Mit Gütesiegel Geburtskliniken

Wussten Sie, dass es in Deutschland 63 Kliniken gibt, die das Gütesiegel „Babyfreundliches Krankenhaus“ tragen? Kliniken mit diesem Prüfsiegel verwirklichen die internationalen Betreuungsstandards von Unicef und der Weltgesundheitsorganisation WHO.

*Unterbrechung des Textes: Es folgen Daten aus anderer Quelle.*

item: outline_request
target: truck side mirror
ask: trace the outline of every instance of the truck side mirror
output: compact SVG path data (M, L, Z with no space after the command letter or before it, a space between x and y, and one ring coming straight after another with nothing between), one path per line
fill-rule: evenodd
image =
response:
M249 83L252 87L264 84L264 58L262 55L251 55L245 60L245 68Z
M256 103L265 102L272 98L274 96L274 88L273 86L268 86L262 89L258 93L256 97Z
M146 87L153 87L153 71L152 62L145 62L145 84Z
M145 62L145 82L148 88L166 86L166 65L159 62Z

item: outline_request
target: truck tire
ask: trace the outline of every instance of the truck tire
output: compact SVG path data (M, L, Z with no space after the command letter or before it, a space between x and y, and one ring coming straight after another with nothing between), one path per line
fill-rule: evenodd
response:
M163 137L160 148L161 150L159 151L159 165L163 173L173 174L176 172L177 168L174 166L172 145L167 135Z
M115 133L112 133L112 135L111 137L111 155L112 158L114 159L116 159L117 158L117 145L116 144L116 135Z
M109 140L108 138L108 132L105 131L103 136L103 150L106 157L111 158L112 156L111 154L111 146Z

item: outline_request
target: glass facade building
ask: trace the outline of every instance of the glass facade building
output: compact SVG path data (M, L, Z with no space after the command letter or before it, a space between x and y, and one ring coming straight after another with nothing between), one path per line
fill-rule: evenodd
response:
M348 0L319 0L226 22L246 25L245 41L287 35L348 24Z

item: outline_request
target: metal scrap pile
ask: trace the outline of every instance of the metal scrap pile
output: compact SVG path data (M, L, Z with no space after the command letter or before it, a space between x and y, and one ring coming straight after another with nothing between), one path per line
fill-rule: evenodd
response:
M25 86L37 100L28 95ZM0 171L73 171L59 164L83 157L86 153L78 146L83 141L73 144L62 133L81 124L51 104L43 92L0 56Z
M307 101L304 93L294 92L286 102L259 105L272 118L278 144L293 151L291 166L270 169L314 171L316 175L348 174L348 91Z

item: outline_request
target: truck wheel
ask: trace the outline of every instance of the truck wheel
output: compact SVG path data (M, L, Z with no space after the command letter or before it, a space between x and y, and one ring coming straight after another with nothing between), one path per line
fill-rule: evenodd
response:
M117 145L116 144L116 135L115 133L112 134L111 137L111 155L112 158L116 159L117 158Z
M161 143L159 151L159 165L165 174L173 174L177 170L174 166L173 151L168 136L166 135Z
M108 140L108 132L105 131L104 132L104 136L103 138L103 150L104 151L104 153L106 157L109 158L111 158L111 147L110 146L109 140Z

Doch was sind eigentlich „Babyfreundliche Krankenhäuser“ und warum brauchen wir ein Gütesiegel? Man sollte es kaum glauben in unserer auf Perfektion gepolten Gesellschaft, aber immer wieder klagen Mütter, dass sie sich während und vor allem nach der Geburt ihres Babys in der Klinik emotional schlecht behandelt gefühlt haben. Oft muss wegen des Personalmangels alles schnell gehen. Keine Zeit, Fragen zu beantworten, beim ersten Stillen Hilfestellung zu leisten oder die zeitliche Routine einmal zu unterbrechen. Gerade beim ersten Baby brauchen Mütter, die vielleicht noch unsicher sind und keine Erfahrung haben, Schonraum, Zeit, Verständnis und Geduld.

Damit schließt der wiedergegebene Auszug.